南本所・三ッ目へ(3)
「小普請組に、桑嶋元太郎持古(もちもと 49歳 廩米200俵)というご仁がおられます」
書物奉行筆頭・中根伝左衛門正雅(まさちか 75歳 廩米300俵)のささやきによると、先祖が馬医として召された桑島姓の家は3家あるとのこと。

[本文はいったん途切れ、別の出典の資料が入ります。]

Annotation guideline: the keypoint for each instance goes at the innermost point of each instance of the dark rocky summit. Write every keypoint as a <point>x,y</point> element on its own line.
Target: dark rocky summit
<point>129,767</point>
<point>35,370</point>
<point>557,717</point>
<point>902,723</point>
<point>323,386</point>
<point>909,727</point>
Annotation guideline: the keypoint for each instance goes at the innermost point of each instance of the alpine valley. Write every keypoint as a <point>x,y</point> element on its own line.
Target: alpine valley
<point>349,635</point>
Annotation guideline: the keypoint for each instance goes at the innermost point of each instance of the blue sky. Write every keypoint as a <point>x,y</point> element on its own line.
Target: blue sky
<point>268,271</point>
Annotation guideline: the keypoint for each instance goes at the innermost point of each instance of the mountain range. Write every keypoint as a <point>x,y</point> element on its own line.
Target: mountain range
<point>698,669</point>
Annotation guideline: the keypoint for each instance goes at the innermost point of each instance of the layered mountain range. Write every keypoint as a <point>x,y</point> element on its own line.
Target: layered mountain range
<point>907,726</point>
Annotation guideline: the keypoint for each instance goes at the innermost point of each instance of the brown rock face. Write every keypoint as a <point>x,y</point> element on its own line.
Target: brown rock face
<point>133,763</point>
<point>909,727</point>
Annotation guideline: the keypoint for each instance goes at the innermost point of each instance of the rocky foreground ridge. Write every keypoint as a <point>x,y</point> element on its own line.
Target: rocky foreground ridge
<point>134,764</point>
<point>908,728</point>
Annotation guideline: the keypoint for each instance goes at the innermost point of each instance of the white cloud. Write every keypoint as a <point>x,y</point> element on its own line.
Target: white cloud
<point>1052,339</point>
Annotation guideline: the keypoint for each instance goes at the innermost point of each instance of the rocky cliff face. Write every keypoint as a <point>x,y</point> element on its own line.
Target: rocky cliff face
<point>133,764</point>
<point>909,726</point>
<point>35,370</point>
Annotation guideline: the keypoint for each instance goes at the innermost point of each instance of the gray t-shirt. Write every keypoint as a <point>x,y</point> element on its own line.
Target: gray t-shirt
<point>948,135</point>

しかし、子孫で馬医として奉公しているのは1家にすぎず、それが、平蔵宣雄(のぶお)が知っている桑島新五右衛門忠真(ただざね 43歳 廩米100俵)である。
あとの2家は、番方(ばんかた 武官系)へ転じてしまっており、しかも1家は、不始末でもあったか、甲府勤番にまわされている。
もう1家が、桑嶋元太郎持古である。なぜか、勤仕はしていない。本所林町5丁目横町に住んでいて、先祖が厩用に拝領していた南本所・三ッ目通りの1200坪余の敷地の地代でけっこうな暮らしぶりだという。
「いや。手前は、『寛永譜』をのぞいただけですが、始祖の左近宗勝(むねかつ)という方から三代目までは、きちんとお馬医だったようです」
【ちゅうすけ注】 『寛政譜』の前序は、出源をこう記している。
この家、旧記を失して先祖の出るところ詳(つまびらか)ならずという。
今、庶流鎰太郎宗英が家伝を按ずるに、その先、田原又太郎忠綱(官本系図・足利又太郎忠綱につくる)が後裔にして、陸奥国宮崎の寨(とりで)に住するがゆえに宮崎を称し、左近宗重がとき外家の称を冒して桑島にあらため、馬医をもって業とす。宗勝はその男なり。
陸奥国(むつのくに)津軽郡(つがるこおり)桑島村(257石余)は、現在は青森県中津軽郡西目屋村杉ヶ沢大字宮崎である。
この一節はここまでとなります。